I hear this question quite often, and the answer is, “It depends.” You might have a large collection of videos that you have shot over the years in standard definition that will be viewed on a new HD display. Would those videos benefit from an upconversion to HD, perhaps on Blu-ray disc?

Probably not. Most new DVD players have special HD upconvert hardware built in that will make standard DVDs look as good as they can on your HD display, so the best bet for archiving and viewing with the least trouble and expense is by simply converting the footage to high-quality DVD.

However, there are other instances where upconverting your footage to HD will be needed or advantageous. For example, when working on projects where SD and HD footage must be combined for HD delivery, you want to get the best possible quality from the older videos so they more closely match the HD clips they will be mixed with.

Your nonlinear editing software will probably handle the conversion automatically by scaling the SD video up to the HD project resolution, but the results are usually not so great. The two SD video clips below were upconverted to HD using Adobe Motion’s Scale to Frame feature. The clips are simply “blown up” without any special processing, resulting in a soft overall appearance, while having jagged edges at the same time.

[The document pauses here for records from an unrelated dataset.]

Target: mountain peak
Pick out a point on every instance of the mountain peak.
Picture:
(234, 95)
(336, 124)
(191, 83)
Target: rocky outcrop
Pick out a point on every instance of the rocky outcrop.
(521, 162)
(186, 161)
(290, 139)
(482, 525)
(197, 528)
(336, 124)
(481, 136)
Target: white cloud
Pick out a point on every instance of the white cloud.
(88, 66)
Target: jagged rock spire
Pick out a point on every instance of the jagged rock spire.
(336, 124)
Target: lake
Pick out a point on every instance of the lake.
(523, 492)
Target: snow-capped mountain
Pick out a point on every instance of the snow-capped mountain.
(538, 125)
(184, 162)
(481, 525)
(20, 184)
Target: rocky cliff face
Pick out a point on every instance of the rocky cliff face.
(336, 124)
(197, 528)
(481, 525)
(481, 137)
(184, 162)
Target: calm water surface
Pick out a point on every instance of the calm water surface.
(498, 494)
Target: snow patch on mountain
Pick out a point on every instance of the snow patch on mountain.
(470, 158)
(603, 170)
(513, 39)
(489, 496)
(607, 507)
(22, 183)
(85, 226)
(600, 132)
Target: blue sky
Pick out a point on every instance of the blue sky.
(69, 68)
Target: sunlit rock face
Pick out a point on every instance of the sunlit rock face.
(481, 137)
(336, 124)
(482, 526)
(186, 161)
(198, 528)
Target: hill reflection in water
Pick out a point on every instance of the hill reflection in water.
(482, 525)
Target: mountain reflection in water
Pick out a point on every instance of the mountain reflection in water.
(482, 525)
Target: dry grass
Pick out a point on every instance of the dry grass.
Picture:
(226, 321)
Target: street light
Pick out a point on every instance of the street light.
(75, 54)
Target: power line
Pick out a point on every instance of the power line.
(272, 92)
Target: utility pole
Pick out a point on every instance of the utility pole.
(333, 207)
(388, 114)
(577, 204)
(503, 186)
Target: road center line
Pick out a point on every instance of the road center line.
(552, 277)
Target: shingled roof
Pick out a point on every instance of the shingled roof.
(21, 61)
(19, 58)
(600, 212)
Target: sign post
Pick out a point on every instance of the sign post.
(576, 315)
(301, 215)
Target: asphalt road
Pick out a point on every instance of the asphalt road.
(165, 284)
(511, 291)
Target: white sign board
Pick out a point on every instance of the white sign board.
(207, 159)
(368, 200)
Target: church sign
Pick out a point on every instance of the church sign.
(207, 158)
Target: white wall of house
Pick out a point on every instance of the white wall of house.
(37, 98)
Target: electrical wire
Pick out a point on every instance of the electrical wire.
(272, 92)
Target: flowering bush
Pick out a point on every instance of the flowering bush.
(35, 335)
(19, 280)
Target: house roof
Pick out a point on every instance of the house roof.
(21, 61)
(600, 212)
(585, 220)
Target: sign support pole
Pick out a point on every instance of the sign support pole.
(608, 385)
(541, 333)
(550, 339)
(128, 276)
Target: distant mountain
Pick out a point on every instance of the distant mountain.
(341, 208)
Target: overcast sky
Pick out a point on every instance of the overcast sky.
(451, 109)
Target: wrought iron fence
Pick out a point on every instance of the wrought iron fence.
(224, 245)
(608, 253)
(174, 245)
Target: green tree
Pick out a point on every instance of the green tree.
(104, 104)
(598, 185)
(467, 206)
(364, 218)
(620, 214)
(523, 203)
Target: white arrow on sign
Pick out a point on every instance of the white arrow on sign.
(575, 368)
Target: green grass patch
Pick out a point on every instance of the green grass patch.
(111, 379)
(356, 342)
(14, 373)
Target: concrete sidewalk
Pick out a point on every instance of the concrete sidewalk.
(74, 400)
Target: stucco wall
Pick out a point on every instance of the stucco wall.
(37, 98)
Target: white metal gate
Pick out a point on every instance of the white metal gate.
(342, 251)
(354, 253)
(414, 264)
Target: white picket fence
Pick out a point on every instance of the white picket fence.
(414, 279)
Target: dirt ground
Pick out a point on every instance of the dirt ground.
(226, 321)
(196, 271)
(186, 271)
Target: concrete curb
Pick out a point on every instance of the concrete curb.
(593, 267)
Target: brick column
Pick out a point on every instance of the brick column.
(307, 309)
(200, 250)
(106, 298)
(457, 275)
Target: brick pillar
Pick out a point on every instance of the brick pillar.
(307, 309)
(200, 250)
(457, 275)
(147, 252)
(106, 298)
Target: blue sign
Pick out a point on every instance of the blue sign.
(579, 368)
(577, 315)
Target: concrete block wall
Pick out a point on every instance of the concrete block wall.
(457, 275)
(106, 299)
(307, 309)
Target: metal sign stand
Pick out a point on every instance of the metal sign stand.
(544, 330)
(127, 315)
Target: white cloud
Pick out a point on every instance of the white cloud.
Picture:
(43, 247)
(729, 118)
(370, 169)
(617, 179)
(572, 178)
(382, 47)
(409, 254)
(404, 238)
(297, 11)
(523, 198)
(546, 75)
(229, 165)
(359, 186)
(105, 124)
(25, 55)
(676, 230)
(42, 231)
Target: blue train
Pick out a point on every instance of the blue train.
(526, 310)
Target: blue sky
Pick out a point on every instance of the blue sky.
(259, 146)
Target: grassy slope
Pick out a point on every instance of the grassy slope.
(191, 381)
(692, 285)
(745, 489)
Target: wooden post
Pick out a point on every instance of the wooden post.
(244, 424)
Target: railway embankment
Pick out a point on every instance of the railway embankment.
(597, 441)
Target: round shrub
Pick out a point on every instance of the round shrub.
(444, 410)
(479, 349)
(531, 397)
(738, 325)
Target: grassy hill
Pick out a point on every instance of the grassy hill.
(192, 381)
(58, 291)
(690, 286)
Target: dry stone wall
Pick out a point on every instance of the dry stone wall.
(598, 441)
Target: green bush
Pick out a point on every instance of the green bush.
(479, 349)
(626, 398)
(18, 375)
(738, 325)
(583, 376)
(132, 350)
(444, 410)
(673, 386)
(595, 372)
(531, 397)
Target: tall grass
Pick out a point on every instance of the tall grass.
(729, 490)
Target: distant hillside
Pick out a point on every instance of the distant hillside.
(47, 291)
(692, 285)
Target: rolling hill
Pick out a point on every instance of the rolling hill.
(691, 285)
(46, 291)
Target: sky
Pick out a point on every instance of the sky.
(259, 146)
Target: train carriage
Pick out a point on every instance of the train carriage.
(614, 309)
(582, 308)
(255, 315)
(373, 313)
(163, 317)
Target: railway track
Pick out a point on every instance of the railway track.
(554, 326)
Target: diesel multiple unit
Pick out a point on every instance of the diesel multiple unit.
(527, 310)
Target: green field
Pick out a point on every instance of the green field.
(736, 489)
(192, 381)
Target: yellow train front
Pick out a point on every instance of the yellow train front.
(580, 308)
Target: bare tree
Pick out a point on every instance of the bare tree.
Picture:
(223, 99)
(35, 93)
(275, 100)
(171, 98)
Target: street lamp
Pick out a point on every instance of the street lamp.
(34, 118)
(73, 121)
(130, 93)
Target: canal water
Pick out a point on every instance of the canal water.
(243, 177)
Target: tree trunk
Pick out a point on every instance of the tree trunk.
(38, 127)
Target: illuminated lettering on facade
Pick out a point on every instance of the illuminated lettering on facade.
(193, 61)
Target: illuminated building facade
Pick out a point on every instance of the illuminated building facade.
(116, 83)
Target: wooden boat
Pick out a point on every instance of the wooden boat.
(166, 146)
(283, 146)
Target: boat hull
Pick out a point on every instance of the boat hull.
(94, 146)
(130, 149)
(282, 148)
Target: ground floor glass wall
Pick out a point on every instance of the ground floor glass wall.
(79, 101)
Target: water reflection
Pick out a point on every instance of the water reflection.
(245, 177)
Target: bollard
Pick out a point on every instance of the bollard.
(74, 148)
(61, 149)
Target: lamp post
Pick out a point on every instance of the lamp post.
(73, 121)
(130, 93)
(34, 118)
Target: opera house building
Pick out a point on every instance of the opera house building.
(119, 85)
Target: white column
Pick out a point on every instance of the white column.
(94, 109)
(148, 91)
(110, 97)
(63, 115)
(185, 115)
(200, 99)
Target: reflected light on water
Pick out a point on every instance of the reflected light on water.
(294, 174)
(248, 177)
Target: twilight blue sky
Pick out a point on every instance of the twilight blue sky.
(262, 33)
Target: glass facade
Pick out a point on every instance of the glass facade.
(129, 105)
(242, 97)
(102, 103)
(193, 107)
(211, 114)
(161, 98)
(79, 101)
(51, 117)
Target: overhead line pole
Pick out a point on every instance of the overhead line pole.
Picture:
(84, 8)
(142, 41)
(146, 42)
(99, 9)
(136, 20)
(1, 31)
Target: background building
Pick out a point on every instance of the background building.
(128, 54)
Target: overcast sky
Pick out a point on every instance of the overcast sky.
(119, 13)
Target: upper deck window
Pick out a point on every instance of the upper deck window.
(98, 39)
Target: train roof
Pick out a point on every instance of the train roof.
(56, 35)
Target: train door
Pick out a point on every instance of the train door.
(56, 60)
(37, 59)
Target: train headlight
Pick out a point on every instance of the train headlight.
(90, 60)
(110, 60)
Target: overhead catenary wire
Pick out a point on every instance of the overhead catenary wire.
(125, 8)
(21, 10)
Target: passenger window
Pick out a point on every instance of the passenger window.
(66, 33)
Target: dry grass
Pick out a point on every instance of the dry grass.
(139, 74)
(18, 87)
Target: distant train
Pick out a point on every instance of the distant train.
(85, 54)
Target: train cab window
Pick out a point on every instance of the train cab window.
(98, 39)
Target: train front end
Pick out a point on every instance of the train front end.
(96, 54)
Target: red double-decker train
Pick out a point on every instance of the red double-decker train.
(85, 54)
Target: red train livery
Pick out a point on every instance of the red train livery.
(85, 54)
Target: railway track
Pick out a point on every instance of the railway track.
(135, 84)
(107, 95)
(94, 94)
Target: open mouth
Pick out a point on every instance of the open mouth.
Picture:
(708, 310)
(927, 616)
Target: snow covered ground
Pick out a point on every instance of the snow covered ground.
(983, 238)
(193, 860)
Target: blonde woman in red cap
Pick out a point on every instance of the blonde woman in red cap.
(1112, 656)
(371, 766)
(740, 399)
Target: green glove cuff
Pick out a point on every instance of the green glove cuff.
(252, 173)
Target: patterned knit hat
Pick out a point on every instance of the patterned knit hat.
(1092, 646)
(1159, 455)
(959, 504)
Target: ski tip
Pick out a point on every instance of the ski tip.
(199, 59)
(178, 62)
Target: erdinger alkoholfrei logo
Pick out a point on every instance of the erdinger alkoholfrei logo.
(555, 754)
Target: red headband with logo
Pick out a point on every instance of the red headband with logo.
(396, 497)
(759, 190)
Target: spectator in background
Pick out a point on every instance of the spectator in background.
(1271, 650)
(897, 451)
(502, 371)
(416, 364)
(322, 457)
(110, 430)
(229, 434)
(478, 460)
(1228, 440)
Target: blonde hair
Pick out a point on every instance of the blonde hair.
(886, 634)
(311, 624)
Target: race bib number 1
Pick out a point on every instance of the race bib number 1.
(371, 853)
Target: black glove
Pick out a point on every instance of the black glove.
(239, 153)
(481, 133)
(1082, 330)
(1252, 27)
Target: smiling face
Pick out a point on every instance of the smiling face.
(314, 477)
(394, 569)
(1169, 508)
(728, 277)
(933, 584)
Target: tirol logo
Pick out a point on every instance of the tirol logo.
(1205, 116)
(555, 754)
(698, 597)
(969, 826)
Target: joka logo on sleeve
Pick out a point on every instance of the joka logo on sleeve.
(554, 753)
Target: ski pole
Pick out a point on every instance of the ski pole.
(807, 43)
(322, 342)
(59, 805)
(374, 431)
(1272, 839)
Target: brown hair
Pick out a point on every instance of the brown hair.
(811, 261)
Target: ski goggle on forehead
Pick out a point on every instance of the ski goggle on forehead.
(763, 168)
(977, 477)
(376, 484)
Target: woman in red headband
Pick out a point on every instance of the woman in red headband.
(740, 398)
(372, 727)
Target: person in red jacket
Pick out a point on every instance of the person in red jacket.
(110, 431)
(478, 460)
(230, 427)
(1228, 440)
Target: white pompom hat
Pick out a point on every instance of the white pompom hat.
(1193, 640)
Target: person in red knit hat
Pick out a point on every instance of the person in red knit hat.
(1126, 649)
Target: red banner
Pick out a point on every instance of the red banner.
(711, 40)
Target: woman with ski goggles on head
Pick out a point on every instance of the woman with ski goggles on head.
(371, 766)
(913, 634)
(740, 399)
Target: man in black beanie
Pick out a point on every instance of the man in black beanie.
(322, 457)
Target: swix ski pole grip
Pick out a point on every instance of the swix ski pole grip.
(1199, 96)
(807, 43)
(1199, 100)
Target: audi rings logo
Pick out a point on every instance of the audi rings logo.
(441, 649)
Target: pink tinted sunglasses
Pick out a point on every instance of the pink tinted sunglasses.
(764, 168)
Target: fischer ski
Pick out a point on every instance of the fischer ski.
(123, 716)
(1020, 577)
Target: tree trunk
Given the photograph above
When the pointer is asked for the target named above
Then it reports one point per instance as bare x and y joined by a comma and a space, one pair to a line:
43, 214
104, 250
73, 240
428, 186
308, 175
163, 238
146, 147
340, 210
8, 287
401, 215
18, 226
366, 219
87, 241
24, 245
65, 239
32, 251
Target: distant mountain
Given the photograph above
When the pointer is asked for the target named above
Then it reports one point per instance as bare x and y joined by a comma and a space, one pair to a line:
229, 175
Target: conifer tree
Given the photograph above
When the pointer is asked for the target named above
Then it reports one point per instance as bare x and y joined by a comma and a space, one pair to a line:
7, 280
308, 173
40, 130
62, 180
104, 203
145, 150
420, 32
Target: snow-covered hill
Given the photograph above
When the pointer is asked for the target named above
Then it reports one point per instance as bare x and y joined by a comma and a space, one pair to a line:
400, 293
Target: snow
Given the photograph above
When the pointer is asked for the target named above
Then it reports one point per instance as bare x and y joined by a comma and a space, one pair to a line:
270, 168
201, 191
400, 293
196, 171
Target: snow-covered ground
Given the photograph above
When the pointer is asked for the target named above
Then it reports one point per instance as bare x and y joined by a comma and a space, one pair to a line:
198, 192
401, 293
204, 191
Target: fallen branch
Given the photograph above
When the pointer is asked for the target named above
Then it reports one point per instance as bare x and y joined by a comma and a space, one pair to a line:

In response to this need, vendors have developed software specifically for upconverting video with the best possible quality. Sophisticated algorithms are applied to analyze and process the video, enhancing the detail and sharpness for a much better looking result after conversion to HD.

I recently tried the Boris Effects Continuum UpRez plugin for Premiere Pro CS3 and After Effects (also available for Final Cut). I brought some DV clips into an HDV project in CS3, and applied the UpRez effect from the Effects folder. The results are markedly better, as you can see here.

The Continuum Uprez controls are pretty basic and simple to use, allowing the user to “dial in” the settings that work best for each particular clip.

As expected for this type of processor-intensive work, rendering was not terribly fast, but the results were far superior to using Premiere alone to scale my SD clips up to HD resolution. Sharpness and detail were increased, while scaling artifacts and softness were virtually eliminated when comparing both methods using a split-screen output to an HD display.

I own 2 HDV cameras and often use a third DV camera for additional B-roll coverage of weddings and events. For $99, the Continuum Unit UpRez plug-in can extend the useful life of that DV camera, allowing me to mix in those DV clips for Blu-ray delivery.

Continuum Unit UpRez is available for free trial download from the Boris site, and well worth trying for yourself to see if it suits your needs. The demo sold me on it and I purchased a copy for Digital Vision Productions.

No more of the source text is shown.